How was the attack caught?

The executive on the call noticed small visual inconsistencies — lip-sync drift at certain moments, pose-limit artifacts — and insisted on following WPP's verification procedure. That procedure required a callback on a known-good number before any commitment, which the attackers couldn't sustain.

WPP has significant discretionary spend authority across its network; an attacker who could impersonate the CEO could plausibly authorize large vendor payments. The ad-industry ecosystem also has many M&A conversations where confidential new-venture framing is credible.

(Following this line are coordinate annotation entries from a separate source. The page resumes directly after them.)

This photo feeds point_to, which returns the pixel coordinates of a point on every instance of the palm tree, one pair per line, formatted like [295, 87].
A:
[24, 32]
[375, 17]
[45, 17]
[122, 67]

Deepfake case study · Multi-modal

The WPP CEO Deepfake Attempt (May 2024)

Attackers cloned the voice and face of WPP CEO Mark Read to try to launch a fake company on a WhatsApp video call. The attempt was caught — a rare success story and a playbook for what verification looks like in 2026.

Incident date: May 2024
Target: WPP (world's largest advertising group)
Outcome: Attack foiled by internal verification; no funds lost

Updated Apr 16, 2026 · 2 min read

On May 9, 2024, a senior WPP executive received a WhatsApp message purportedly from CEO Mark Read requesting a video call about a confidential new business venture. The caller looked and sounded exactly like Read. Small visual inconsistencies during the call — lip-sync drift, pose-limit artifacts when Read's "face" turned — tripped the executive's suspicion, and they insisted on WPP's standard verification process. The call was not followed through.

It's the rare case where the defender won cleanly.

Why this case matters

Most public deepfake incidents are failures — losses suffered, detection after the fact. WPP's case documented, in detail, how a combination of visual skepticism + procedural verification foiled an attack that the Arup $25.6M fraud had succeeded at just three months earlier.

The attack stack

Based on Read's own post-incident description:

Voice cloning trained on public Read audio (interviews, conferences, YouTube).
Face reenactment or pre-rendered face swap on the video call.
Spoofed WhatsApp photo/display name matching Read's real account.
Social engineering — confidential new-venture framing to discourage verification.

The production quality was high enough to pass Read's own colleagues' initial visual check. What stopped the attack wasn't detection — it was policy.

The successful defense

WPP had in place:

Written verification policy requiring callback on a known-good channel for any financial commitment during a video call.
Cultural norm that following the verification policy wasn't seen as distrust — it was the default.
Employee training that framed "it sounds real" as not sufficient.

The targeted executive's visual skepticism was a useful flag, but it wasn't the primary defense. The primary defense was the policy that triggered verification regardless of visual conviction.

Generalizable playbook

For any firm concerned about this attack class, the pattern that worked at WPP:

Define verification channels in advance — specific numbers, apps, or procedures for authorizing any transfer or commitment.
Make verification cultural, not optional. "Of course I trust you, and of course I'll still follow the process."
Normalize pauses. Most deepfake attacks rely on time pressure. A 15-minute "let me verify" kills most of them.
Pair policy with deepfake detection on recorded artifacts where available — not as the primary defense, but as a secondary layer.

What detection would have added

WPP didn't use real-time video deepfake detection on the call itself — the capability was immature in May 2024 and remains emerging in 2026. Had detection been available on the call, it would have been a confirmatory signal. But the procedural defense worked without it.

The lesson: don't wait for real-time detection before putting verification policy in place. The policy is the control; detection is the assist.